Proposed to be set up in line with the Indian Railways Finance Corporation, the new body could raise funds from the capital market and provide more stability to defence purchases that are often delayed due to the unavailability of capital.
ET has learnt that HAL prepared the proposal after reaching out to major banking institutions that gave positive feedback and further decisions on the matter would be taken by the defence ministry.
“The model already exists with the railways and could be used to make payments for major purchases like aircraft and warships. This would mean that manufacturers take receivables against government orders from the corporation, freeing up capital budget needed for modernisation,” officials told ET.
India has been trying to find ways to raise the defence budget that has been slipping in real terms over the past years as the pension and salary bill has ballooned. The Finance Commission had also been tasked with finding ways to raise funds for defence modernisation but a plan to create a non-lapsable fund out of the divisible pool of central taxes has met with objections from states. The defence ministry has also recommended levying of a special cess to the Finance Commission. The nature of the cess has not been elaborated.

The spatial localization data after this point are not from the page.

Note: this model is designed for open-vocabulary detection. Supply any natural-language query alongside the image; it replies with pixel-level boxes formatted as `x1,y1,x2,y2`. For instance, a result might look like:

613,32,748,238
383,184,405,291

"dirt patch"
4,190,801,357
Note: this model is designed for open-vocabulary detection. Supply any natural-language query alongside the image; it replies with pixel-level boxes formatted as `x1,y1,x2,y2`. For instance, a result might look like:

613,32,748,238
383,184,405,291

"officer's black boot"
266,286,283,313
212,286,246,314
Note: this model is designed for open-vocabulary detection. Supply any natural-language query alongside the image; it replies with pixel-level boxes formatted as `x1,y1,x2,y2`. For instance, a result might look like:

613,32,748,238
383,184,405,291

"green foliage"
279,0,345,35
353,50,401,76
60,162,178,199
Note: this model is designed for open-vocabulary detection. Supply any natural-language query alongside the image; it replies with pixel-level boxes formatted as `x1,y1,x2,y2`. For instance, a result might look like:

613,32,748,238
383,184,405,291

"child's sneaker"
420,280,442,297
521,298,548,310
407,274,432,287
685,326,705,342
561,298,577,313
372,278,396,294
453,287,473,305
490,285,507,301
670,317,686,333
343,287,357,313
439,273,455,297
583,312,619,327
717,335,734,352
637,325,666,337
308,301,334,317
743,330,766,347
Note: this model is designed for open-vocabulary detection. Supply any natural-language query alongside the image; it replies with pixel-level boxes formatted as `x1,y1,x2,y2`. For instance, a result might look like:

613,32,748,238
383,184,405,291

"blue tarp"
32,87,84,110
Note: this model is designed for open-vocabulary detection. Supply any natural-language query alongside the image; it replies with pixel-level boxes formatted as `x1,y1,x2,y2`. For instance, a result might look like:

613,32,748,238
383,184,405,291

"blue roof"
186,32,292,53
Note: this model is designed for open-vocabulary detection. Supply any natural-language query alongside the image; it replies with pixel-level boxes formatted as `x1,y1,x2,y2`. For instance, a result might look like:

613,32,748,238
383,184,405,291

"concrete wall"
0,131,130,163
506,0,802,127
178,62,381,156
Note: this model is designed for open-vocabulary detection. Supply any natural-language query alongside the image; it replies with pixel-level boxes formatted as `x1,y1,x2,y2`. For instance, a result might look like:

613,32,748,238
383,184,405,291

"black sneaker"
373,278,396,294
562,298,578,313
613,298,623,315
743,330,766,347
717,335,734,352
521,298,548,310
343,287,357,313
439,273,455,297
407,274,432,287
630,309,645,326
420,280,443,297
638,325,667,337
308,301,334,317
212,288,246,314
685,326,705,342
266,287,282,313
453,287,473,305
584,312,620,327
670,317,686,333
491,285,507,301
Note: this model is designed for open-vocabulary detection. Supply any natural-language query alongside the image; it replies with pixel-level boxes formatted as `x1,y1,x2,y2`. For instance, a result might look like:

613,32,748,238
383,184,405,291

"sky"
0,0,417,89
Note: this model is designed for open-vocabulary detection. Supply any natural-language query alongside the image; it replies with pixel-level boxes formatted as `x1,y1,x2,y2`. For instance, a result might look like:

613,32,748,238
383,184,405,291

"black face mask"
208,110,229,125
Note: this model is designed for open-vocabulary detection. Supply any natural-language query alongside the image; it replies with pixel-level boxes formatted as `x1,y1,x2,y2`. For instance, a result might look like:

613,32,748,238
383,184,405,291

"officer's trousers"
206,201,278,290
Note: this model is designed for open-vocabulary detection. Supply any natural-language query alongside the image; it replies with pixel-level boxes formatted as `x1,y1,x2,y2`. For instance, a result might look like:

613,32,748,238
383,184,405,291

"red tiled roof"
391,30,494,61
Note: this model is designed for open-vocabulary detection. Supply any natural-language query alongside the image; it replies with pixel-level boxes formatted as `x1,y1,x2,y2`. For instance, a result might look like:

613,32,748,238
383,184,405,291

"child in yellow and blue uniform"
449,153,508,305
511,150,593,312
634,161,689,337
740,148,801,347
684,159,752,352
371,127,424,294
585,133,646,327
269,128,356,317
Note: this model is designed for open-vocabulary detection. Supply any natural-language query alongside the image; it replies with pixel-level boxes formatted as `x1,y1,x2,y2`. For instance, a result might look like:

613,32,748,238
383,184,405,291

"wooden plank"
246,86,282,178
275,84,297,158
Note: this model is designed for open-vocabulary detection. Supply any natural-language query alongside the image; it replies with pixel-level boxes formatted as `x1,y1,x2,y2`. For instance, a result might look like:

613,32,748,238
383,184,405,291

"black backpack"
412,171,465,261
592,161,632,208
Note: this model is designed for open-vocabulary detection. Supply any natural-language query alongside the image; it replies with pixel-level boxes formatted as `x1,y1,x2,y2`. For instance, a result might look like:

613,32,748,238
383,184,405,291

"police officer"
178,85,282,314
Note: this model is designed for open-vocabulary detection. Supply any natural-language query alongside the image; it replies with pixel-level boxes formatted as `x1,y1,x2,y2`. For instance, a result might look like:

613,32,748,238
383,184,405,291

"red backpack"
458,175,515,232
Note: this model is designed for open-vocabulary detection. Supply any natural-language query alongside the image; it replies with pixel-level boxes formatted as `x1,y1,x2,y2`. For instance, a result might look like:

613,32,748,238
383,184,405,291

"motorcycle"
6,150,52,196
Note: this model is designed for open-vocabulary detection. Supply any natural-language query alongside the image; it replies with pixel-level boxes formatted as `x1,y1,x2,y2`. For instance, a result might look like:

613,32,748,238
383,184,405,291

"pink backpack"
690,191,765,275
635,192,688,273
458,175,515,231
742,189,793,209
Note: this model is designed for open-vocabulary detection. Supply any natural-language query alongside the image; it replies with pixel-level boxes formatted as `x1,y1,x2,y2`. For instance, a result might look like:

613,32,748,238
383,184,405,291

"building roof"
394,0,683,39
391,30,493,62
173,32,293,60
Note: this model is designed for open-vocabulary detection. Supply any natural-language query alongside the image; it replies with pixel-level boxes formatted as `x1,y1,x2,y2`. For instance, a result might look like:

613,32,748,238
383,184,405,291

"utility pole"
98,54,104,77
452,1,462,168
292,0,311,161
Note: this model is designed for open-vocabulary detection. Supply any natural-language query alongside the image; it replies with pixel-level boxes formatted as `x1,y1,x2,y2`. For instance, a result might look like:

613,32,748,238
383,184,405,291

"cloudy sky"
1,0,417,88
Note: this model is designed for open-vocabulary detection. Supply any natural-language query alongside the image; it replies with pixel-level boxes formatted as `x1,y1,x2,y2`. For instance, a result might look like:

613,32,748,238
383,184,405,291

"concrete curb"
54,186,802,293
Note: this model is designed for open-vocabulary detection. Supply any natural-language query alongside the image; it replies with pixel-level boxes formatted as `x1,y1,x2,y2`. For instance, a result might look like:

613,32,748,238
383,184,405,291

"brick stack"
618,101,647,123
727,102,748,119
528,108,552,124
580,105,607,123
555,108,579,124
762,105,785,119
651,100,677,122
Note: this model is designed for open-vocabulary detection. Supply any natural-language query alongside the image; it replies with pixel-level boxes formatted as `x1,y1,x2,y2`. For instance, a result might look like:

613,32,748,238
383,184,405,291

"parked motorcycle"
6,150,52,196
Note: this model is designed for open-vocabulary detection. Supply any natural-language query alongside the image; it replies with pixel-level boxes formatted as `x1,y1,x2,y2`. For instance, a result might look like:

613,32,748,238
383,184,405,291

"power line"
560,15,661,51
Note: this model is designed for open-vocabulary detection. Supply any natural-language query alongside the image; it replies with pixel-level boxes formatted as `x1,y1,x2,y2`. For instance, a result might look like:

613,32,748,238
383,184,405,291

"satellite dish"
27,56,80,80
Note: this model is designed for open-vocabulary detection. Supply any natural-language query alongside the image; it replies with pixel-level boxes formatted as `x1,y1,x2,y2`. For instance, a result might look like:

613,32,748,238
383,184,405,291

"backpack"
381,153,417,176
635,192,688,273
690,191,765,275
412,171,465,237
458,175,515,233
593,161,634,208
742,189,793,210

If set up, the Indian Defence Finance Corporation could help tide over immediate budget constraints over the next five years and bring stability to defence purchases. Some PSUs have been forced to borrow money from banks to meet immediate requirements like salaries as the government has been unable to transfer funds for weapon orders.
In the current financial year, ₹1.15 lakh crore was allocated for weapon acquisition, an increase of ₹10,306 crore. This is not adequate for vital planned purchases to fully cater for committed liabilities — part payments to be made for weapons already ordered like the Rafale fighter jets, S-400 air defence system and artillery systems.